The approach to this case was rather unique due to the occurrence of unforeseen events. The initial plan after establishing the diagnosis of cefepime-induced neurotoxicity was to initiate hemodialysis. However, after the placement of the hemodialysis (HD) catheter, the patient had continuous large volume blood loss from the catheter site requiring blood transfusion. It was at that point that the patient’s spouse requested no additional invasive procedures.

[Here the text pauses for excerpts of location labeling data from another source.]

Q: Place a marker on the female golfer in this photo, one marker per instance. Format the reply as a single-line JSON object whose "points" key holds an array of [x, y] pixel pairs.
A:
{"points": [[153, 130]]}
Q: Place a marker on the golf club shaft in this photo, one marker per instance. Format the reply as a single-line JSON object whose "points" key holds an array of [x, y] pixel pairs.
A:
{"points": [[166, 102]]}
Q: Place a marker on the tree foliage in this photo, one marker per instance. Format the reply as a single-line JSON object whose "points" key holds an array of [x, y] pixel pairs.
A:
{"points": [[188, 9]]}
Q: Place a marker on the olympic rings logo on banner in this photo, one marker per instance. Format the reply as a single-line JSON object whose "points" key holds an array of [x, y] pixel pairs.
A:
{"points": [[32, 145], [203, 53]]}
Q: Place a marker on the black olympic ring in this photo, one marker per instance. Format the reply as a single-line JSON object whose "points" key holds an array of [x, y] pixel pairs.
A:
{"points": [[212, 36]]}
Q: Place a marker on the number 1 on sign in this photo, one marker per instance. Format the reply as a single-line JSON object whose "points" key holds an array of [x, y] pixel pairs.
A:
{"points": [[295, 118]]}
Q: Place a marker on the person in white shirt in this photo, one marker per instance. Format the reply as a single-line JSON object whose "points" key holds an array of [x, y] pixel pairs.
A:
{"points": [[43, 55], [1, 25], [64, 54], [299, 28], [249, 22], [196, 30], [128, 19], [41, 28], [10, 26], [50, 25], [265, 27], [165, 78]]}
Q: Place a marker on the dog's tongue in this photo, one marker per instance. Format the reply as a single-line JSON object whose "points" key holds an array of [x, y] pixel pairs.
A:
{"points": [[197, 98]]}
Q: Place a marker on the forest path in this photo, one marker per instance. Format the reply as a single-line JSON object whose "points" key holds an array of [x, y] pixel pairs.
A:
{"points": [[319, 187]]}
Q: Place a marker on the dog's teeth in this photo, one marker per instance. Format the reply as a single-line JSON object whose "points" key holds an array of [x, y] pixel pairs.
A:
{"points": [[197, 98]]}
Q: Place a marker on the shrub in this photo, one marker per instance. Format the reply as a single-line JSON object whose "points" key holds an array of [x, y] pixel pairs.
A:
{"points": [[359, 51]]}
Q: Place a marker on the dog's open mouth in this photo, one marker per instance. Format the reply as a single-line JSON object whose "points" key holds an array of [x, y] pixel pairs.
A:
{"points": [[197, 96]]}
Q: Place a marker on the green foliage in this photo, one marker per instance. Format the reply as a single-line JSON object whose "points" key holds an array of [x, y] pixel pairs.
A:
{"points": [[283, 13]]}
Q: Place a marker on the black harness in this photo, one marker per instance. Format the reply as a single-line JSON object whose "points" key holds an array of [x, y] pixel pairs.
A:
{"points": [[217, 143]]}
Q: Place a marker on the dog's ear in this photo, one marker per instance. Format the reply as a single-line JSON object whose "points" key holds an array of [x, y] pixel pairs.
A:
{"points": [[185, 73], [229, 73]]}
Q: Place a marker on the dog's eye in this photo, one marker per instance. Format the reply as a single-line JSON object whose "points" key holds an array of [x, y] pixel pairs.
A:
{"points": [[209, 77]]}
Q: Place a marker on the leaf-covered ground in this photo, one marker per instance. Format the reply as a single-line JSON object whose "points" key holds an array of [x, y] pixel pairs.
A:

Our treatment focus then switched to fluid administration with daily diuresis with furosemide. Over the course of 72 h, the patient progressively improved with stepwise resolution of her symptoms including resolution of mentation, respiratory function, and neural control of micturition.

Conclusions

Cefepime-induced neurotoxicity is an under-recognized event that can present with a myriad of neurological findings ranging from myoclonus to seizures to comatose state. It is crucial for clinicians to be able to identify patients on cefepime therapy who subsequently develop new-onset neurological symptoms especially if they have underlying chronic kidney disease as early recognition can prevent unnecessary testing and therapy, and management can be as simple as prompt discontinuation of cefepime, which has a favorable outcome in this process.